Abnormal differentiation of regulatory T cells and Th17 cells induced by perinatal bisphenol A exposure in female offspring mice

Abstract

Bisphenol A (BPA) is an environmental estrogen widely exposed to human beings, and there are more studies on its reproductive toxicity, endocrine disruption and neurobehavioral disorders. Recent few studies have found that BPA has immunotoxicity, and its mechanism is not clear. Therefore, the effects of BPA on immune system have attracted extensive attention. The aim of this study was to investigate the effect and mechanism of perinatal exposure to BPA on regulatory T cells (Treg) and Th17 cells in female offspring mice. Twenty-one pregnant C57BL/6 mice were randomly divided into three groups: a control group, low-dose BPA (0.2 µg/mL) and high-dose BPA (2.0 µg/mL) exposure group.
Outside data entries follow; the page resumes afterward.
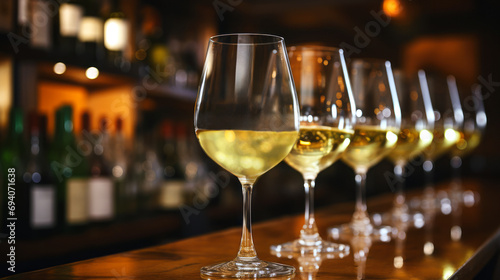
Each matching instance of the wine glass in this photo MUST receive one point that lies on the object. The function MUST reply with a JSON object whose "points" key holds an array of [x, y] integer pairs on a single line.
{"points": [[247, 120], [417, 124], [448, 118], [326, 126], [470, 134], [378, 122]]}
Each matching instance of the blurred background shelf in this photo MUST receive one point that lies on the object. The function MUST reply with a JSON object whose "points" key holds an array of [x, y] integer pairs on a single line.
{"points": [[145, 93]]}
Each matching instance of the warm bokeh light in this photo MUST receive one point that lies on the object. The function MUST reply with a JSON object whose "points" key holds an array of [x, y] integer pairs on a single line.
{"points": [[59, 68], [448, 271], [92, 73], [115, 34], [392, 8]]}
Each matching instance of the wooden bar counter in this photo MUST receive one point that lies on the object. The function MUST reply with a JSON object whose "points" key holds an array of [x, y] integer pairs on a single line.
{"points": [[475, 256]]}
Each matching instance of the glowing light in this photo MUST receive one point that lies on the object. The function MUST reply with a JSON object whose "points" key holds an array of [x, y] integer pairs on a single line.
{"points": [[451, 135], [115, 34], [59, 68], [448, 271], [392, 138], [117, 171], [230, 136], [398, 262], [392, 8], [456, 233], [92, 73], [429, 249], [426, 136]]}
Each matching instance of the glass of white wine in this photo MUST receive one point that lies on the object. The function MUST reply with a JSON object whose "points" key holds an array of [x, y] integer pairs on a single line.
{"points": [[378, 122], [448, 118], [247, 121], [326, 126], [470, 133], [417, 126]]}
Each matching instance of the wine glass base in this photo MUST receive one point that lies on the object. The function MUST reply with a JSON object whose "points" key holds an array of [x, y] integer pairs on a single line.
{"points": [[319, 247], [346, 232], [411, 219], [252, 268]]}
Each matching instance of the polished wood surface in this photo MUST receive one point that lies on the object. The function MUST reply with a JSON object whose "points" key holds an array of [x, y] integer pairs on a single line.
{"points": [[182, 260]]}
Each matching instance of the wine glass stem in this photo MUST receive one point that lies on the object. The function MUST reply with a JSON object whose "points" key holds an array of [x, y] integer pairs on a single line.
{"points": [[309, 230], [247, 249], [399, 201], [360, 218]]}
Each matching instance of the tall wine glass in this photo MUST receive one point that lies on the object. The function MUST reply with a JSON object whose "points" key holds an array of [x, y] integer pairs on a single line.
{"points": [[247, 120], [417, 124], [378, 121], [470, 136], [326, 126], [448, 119]]}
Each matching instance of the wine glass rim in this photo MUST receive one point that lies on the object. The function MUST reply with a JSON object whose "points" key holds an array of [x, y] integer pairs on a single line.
{"points": [[371, 60], [274, 39], [314, 48]]}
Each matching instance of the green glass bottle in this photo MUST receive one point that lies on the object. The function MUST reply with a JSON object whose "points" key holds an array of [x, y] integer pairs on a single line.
{"points": [[40, 190], [101, 187], [70, 169]]}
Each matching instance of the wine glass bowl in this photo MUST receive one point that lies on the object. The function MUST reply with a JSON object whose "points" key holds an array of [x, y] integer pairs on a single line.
{"points": [[326, 125], [416, 134], [247, 120], [378, 121]]}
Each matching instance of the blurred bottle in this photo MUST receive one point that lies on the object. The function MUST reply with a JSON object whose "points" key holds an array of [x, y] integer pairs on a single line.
{"points": [[173, 184], [125, 192], [152, 45], [40, 22], [22, 22], [116, 31], [101, 190], [70, 17], [12, 155], [40, 195], [146, 166], [70, 169], [14, 149], [91, 32]]}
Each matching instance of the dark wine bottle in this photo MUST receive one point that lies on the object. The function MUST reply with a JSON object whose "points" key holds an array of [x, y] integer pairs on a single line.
{"points": [[70, 16], [101, 187], [40, 188], [71, 172]]}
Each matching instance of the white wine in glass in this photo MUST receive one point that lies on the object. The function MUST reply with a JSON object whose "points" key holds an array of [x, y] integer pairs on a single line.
{"points": [[326, 126], [378, 122], [449, 118], [247, 121], [416, 134]]}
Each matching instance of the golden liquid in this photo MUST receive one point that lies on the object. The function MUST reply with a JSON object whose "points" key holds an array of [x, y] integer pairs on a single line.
{"points": [[411, 143], [369, 145], [317, 148], [467, 143], [442, 142], [246, 153]]}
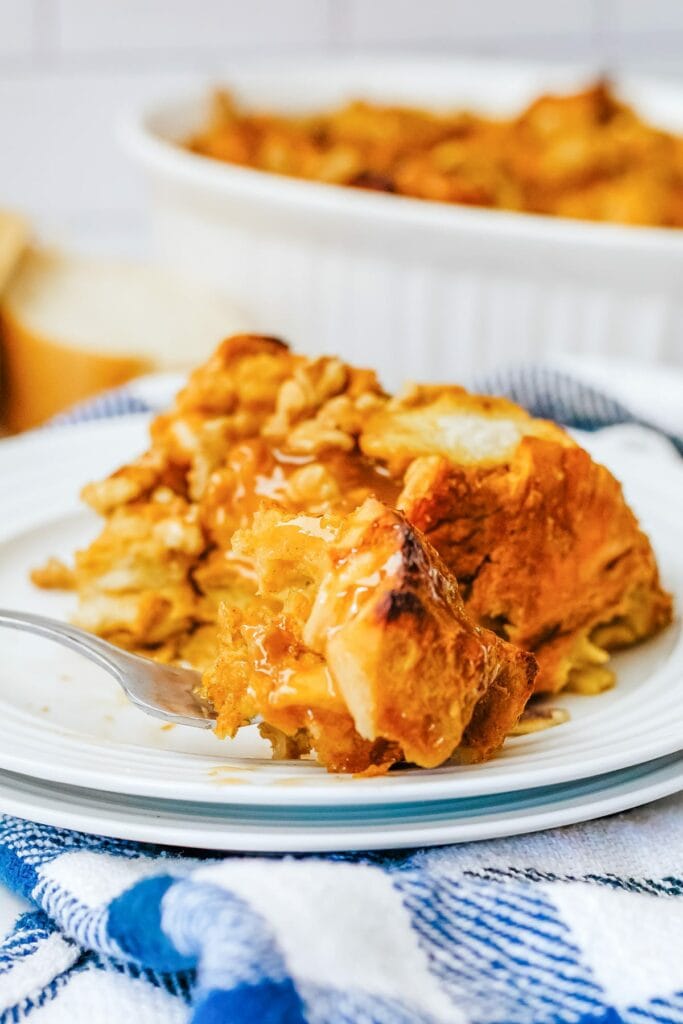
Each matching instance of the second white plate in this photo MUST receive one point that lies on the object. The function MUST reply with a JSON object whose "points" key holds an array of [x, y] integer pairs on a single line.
{"points": [[62, 720]]}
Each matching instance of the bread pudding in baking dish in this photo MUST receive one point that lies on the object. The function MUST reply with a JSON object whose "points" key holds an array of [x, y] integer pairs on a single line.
{"points": [[585, 155], [380, 579]]}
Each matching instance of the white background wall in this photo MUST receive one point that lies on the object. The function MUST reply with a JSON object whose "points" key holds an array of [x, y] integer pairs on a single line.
{"points": [[68, 67]]}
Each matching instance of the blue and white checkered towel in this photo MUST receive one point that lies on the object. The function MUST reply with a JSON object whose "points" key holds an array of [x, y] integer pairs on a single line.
{"points": [[579, 925]]}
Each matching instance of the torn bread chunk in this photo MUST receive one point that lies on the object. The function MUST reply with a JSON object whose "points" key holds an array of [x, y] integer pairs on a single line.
{"points": [[545, 549], [358, 646], [544, 546]]}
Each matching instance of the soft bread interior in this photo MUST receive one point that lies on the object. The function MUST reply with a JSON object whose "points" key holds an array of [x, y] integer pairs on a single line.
{"points": [[73, 326], [359, 644]]}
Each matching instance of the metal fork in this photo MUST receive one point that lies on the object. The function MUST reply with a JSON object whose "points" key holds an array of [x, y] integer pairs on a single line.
{"points": [[162, 690]]}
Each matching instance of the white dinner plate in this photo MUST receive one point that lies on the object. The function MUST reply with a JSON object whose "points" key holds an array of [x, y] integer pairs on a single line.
{"points": [[63, 720], [318, 829]]}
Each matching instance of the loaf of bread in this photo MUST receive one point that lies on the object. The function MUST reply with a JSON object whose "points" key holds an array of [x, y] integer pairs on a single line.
{"points": [[72, 326]]}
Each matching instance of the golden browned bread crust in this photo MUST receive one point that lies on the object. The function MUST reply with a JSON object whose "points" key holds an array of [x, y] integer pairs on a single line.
{"points": [[585, 155], [546, 551], [359, 643], [548, 554]]}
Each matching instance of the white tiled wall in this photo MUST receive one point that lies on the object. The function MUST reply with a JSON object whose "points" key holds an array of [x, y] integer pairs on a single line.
{"points": [[68, 67]]}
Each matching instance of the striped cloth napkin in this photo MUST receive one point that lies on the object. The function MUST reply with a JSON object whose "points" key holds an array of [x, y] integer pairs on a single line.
{"points": [[582, 925]]}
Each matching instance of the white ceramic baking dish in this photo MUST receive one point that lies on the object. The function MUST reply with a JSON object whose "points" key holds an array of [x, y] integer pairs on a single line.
{"points": [[419, 289]]}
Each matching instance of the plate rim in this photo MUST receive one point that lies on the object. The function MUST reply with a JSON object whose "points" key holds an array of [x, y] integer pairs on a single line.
{"points": [[654, 782], [377, 792]]}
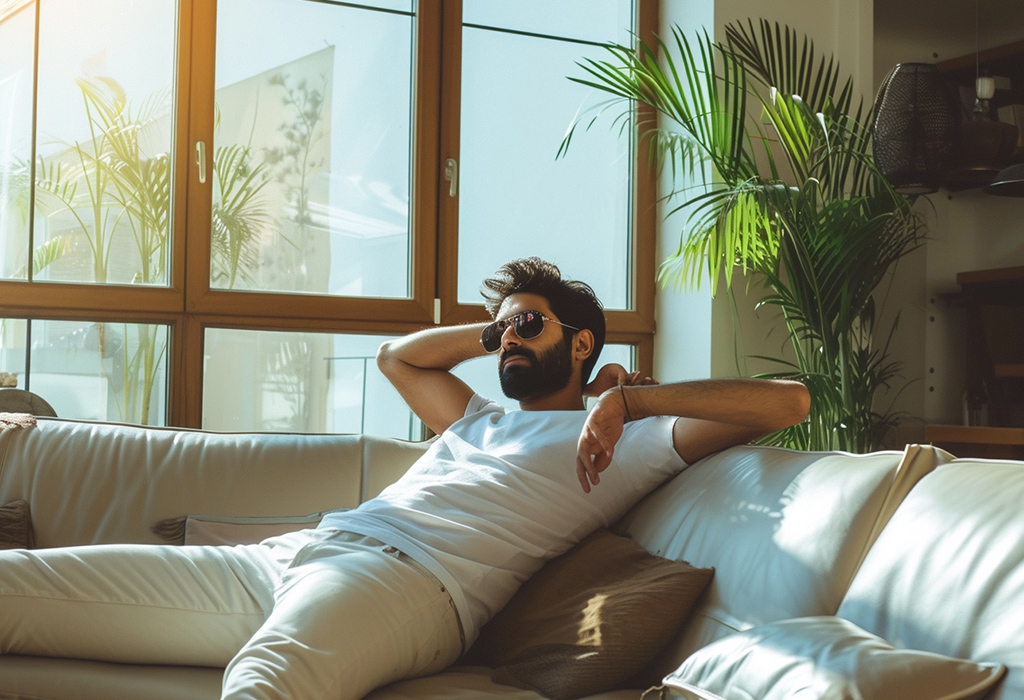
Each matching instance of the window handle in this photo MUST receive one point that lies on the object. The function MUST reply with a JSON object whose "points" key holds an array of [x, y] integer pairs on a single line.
{"points": [[452, 175], [201, 160]]}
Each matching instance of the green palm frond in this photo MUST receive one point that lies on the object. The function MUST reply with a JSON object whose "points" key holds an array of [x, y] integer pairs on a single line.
{"points": [[791, 197]]}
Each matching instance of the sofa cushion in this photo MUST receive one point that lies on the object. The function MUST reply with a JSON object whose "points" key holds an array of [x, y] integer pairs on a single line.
{"points": [[36, 677], [473, 683], [824, 658], [590, 618], [229, 530], [946, 574], [15, 526], [117, 480], [784, 531]]}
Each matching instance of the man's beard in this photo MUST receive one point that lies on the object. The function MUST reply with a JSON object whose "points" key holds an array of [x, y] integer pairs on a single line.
{"points": [[545, 375]]}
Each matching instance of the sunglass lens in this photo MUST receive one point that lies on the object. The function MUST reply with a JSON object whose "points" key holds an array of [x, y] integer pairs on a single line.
{"points": [[491, 337], [528, 324]]}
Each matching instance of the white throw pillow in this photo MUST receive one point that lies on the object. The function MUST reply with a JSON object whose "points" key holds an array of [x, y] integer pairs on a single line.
{"points": [[824, 658]]}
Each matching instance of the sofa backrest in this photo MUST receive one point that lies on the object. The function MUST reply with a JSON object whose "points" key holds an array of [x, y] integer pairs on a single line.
{"points": [[101, 482], [784, 530], [946, 575]]}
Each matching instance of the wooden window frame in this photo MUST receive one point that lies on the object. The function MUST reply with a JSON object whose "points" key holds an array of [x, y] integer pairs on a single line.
{"points": [[188, 306]]}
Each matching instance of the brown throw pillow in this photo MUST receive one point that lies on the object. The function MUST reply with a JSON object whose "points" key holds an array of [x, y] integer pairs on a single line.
{"points": [[15, 526], [589, 619]]}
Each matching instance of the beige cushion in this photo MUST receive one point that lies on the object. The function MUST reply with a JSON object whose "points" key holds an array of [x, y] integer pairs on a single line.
{"points": [[590, 618], [15, 526], [90, 483], [784, 531], [230, 530], [947, 573], [226, 530], [824, 658]]}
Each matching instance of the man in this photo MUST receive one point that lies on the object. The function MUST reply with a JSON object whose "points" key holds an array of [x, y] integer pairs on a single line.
{"points": [[399, 586]]}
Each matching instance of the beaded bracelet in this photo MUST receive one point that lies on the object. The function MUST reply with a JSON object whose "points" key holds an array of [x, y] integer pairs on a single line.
{"points": [[625, 405]]}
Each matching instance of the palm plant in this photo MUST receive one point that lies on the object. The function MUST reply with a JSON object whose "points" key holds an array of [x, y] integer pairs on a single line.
{"points": [[111, 186], [791, 198]]}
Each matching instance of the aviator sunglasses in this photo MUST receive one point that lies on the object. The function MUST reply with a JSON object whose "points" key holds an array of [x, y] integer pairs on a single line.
{"points": [[526, 324]]}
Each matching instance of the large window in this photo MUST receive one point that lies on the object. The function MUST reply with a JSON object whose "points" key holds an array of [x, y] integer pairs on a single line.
{"points": [[212, 213]]}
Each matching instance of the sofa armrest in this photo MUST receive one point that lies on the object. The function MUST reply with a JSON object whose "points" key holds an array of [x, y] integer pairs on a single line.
{"points": [[91, 482]]}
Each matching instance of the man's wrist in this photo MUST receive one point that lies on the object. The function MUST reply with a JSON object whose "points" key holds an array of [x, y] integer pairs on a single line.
{"points": [[626, 404]]}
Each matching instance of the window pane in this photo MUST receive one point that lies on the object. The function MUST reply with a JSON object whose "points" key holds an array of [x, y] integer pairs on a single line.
{"points": [[12, 344], [303, 382], [481, 373], [515, 199], [103, 140], [606, 20], [92, 370], [17, 28], [311, 148]]}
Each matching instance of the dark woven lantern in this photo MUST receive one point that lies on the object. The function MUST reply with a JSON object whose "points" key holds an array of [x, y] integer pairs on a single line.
{"points": [[916, 123]]}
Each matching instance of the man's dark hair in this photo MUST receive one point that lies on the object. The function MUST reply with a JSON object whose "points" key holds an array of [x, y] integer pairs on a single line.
{"points": [[573, 302]]}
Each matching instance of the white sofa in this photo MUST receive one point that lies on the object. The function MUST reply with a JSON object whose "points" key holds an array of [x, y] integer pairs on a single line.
{"points": [[918, 548]]}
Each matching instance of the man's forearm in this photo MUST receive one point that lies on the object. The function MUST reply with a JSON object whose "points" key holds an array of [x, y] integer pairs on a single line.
{"points": [[438, 348], [764, 404]]}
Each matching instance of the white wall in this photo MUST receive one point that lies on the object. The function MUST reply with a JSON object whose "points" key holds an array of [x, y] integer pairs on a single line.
{"points": [[968, 230], [842, 28], [682, 344], [697, 336]]}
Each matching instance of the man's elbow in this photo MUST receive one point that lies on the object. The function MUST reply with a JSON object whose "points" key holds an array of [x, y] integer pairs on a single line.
{"points": [[796, 403]]}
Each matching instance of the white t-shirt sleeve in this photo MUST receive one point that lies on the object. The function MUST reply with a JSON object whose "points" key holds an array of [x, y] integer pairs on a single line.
{"points": [[647, 451], [478, 403]]}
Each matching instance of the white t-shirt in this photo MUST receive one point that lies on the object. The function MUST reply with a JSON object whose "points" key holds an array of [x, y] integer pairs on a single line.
{"points": [[497, 495]]}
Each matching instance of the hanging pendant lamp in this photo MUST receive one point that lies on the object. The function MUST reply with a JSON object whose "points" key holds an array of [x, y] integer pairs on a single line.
{"points": [[916, 124]]}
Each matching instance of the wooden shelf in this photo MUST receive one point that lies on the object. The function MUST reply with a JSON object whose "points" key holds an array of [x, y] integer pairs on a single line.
{"points": [[975, 435], [1003, 274]]}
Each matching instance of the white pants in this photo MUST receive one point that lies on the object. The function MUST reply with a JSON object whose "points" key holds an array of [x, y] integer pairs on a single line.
{"points": [[308, 615]]}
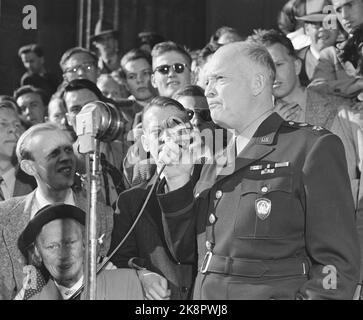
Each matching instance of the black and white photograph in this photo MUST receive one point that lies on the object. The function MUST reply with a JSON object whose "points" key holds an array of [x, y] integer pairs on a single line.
{"points": [[181, 154]]}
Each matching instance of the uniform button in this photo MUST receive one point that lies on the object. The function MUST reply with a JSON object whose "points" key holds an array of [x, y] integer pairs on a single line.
{"points": [[208, 245], [212, 218]]}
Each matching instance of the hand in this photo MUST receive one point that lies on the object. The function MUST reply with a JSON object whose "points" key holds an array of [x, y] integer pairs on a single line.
{"points": [[179, 157], [288, 111], [155, 286]]}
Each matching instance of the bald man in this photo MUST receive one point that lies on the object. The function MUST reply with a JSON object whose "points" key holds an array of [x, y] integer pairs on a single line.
{"points": [[276, 219]]}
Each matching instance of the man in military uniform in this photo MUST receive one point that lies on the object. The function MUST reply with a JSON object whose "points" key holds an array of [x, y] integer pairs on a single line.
{"points": [[277, 220]]}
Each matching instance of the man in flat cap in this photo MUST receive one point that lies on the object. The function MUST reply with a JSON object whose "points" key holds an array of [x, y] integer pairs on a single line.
{"points": [[45, 152], [54, 242], [105, 40]]}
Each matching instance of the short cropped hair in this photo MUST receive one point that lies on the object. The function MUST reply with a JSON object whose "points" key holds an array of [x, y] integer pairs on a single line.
{"points": [[258, 54], [135, 54], [208, 50], [12, 101], [31, 89], [168, 46], [270, 37], [8, 105], [223, 30], [22, 147], [34, 48], [70, 52]]}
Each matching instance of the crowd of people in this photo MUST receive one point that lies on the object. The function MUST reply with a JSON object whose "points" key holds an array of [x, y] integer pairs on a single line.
{"points": [[244, 159]]}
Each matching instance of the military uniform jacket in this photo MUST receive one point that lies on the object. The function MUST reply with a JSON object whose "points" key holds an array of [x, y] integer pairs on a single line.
{"points": [[278, 223], [14, 217]]}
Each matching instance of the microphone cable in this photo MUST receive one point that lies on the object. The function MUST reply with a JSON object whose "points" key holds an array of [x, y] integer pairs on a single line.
{"points": [[107, 259]]}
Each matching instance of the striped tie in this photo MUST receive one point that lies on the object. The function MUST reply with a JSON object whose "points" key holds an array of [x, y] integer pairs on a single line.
{"points": [[2, 198]]}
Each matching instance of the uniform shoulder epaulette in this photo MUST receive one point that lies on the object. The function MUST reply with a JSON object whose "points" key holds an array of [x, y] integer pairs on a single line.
{"points": [[318, 130]]}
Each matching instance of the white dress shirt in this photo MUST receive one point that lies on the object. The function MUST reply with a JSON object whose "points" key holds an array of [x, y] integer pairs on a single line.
{"points": [[8, 183]]}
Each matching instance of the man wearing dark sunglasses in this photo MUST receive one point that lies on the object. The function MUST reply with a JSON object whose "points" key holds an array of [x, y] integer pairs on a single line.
{"points": [[193, 99], [171, 68]]}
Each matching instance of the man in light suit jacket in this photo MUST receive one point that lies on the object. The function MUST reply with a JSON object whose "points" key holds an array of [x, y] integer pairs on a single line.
{"points": [[45, 152], [54, 240]]}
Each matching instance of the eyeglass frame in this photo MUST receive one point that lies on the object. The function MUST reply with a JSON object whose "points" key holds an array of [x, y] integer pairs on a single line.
{"points": [[185, 66], [82, 66]]}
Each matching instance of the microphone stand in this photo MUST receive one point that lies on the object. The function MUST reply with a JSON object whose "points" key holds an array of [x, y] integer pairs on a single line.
{"points": [[93, 160]]}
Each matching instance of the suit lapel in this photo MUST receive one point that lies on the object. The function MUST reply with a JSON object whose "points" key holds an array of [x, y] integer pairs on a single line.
{"points": [[50, 292]]}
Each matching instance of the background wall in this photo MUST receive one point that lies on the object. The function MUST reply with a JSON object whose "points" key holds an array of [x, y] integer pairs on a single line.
{"points": [[190, 22]]}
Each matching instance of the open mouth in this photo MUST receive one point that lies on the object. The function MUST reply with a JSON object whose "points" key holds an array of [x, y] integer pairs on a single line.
{"points": [[64, 267], [142, 89], [173, 83], [66, 170]]}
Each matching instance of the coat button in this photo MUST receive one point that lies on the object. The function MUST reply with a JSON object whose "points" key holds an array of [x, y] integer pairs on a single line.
{"points": [[208, 245], [212, 218]]}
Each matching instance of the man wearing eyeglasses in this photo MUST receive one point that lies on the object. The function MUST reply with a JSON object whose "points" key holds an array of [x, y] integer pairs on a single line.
{"points": [[79, 63], [171, 68]]}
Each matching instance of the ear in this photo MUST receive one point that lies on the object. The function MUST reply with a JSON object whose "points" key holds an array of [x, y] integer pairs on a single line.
{"points": [[37, 258], [258, 84], [153, 81], [28, 167], [298, 66], [145, 143]]}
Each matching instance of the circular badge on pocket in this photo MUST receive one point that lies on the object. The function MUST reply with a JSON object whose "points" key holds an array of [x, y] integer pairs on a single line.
{"points": [[263, 208]]}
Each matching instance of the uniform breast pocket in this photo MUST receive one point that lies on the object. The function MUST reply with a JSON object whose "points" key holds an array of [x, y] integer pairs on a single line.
{"points": [[266, 209]]}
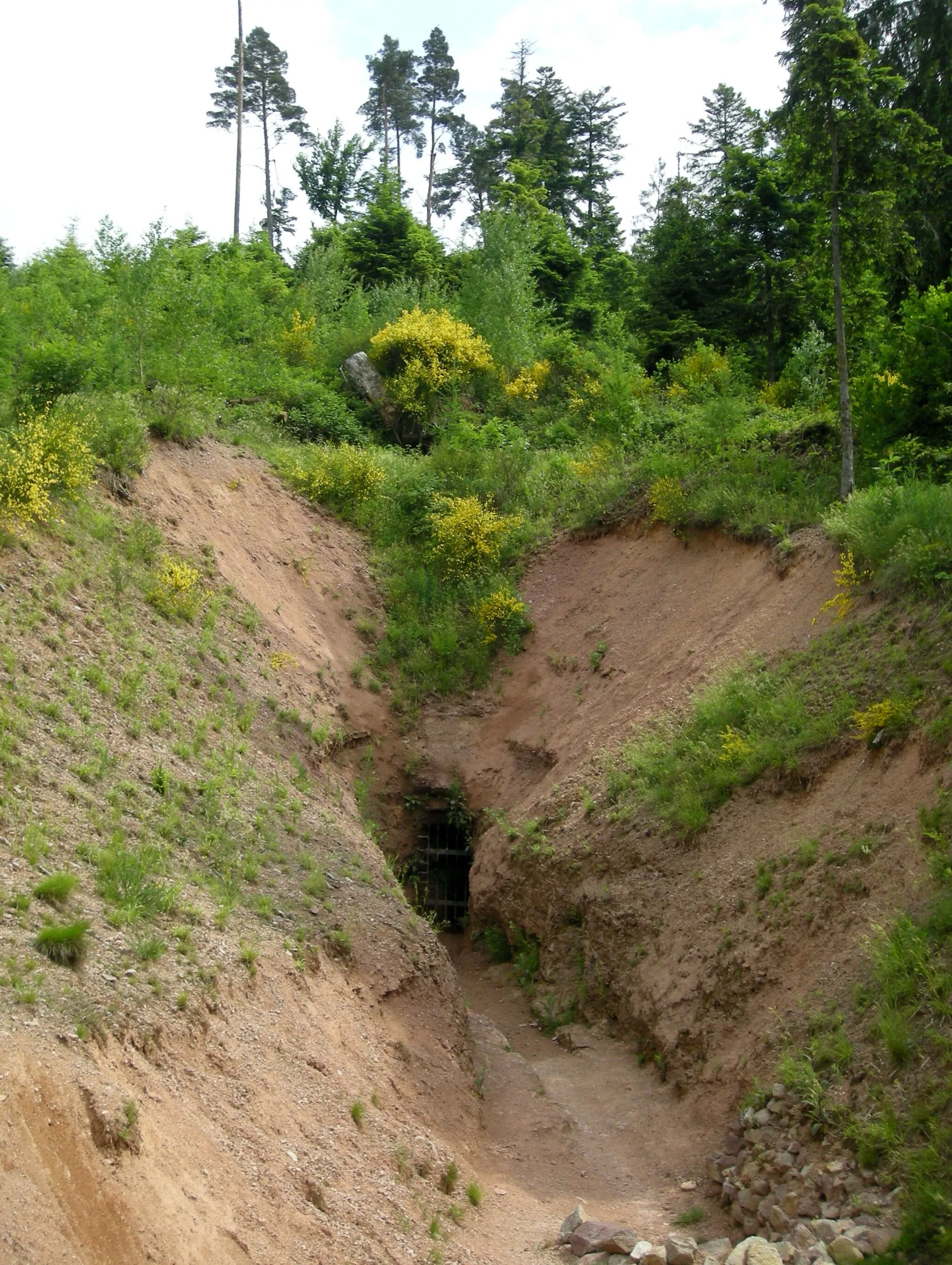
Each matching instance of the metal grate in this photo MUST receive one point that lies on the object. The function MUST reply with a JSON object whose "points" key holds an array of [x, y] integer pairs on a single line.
{"points": [[442, 872]]}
All received BPA exposure via drinking water from gestational day 6 to the end of lactation. Female offspring were fed a normal diet and drinking water for 1 month. The percentages of Treg and Th17 cells, the levels of Foxp3 and RORγt protein and IL-17 and TGF-β from spleen tissue or blood were measured in female offspring. The percentage of Treg cells and levels of Foxp3 protein decreased, while the percentage of Th17 cells and levels of RORγt protein increased, which showed a dose–effect relationship. The levels of serum TGF-β were significantly lower and the levels of serum IL-17 were statistically higher in BPA-exposed female offspring compared with controls (P 0.05). BPA exposure during pregnancy and lactation could cause abnormal differentiation and function of Treg and Th17 cells in female offspring mice, which was associated with down-regulated Foxp3 and up-regulated RORγt protein, respectively. Our findings indicated that BPA exposure during early development may play an important role in the development of autoimmune diseases later.